Le 2 juin, Jacques Chirac nomme Lionel Jospin à Matignon et le charge de former le nouveau gouvernement ; celui-ci comprend 3 ministres communistes et un Vert, Dominique Voynet. Une cohabitation inédite dans le pays se met en place. D'abord, parce que, à l'inverse des précédentes, elle a été provoquée par le chef de l'État, qui ressort très affaibli de cette dissolution avec une droite traumatisée par cet échec et minée par les divisions et les rancœurs. Ensuite, parce qu'elle s'installe, en théorie, dans la durée, pour cinq ans.

B. M.

La cinquième dissolution de la Ve République

9 octobre 1962. Le général de Gaulle dissout l'Assemblée après l'adoption d'une motion de censure par les socialistes, le MRP et les indépendants opposés à l'élection du président de la République au suffrage universel. Sa majorité en sort renforcée.

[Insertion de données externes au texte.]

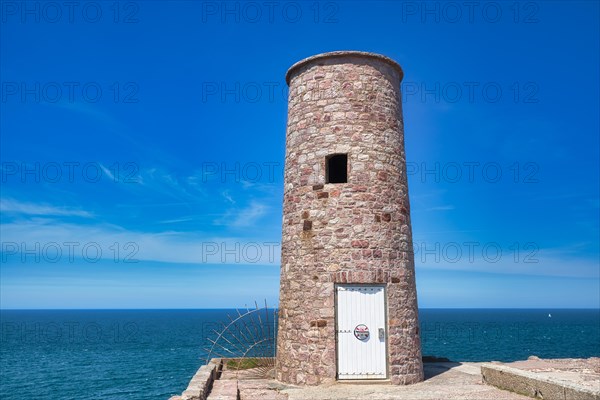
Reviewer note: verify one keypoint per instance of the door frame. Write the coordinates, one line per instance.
(386, 327)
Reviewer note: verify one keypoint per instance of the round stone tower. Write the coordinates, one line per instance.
(348, 302)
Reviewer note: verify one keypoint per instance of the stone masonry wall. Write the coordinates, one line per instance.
(354, 232)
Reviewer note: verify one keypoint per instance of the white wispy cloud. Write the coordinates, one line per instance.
(12, 206)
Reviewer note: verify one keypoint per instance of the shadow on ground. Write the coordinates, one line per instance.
(435, 368)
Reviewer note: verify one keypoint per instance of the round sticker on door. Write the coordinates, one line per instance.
(361, 332)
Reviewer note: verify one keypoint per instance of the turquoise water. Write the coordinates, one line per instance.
(152, 354)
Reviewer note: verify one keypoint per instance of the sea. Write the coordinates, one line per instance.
(152, 354)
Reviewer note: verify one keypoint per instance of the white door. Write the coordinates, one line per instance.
(361, 332)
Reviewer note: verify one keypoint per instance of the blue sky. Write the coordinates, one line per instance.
(142, 148)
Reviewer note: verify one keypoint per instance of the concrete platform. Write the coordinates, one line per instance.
(565, 379)
(548, 379)
(445, 380)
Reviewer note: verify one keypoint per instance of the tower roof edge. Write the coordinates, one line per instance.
(340, 54)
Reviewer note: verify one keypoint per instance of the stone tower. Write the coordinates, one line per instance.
(348, 302)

30 mai 1968. Après la crise sociale du mois de mai, le général de Gaulle dissout l'Assemblée. Les élections sont un raz de marée pour la droite. Les gaullistes ont la majorité absolue.

22 mai 1981. Au lendemain de son investiture à l'Élysée, François Mitterrand dissout la chambre des députés élue en 1978. Les socialistes ont à eux seuls la majorité absolue.

14 mai 1988. Après sa réélection à l'Élysée, François Mitterrand dissout l'Assemblée nationale élue en 1986. Les élections ne donnent qu'une majorité relative aux socialistes.

21 avril 1997. Deux ans après son accession à la présidence de la République, Jacques Chirac dissout l'Assemblée élue en 1993. La majorité sortante est défaite.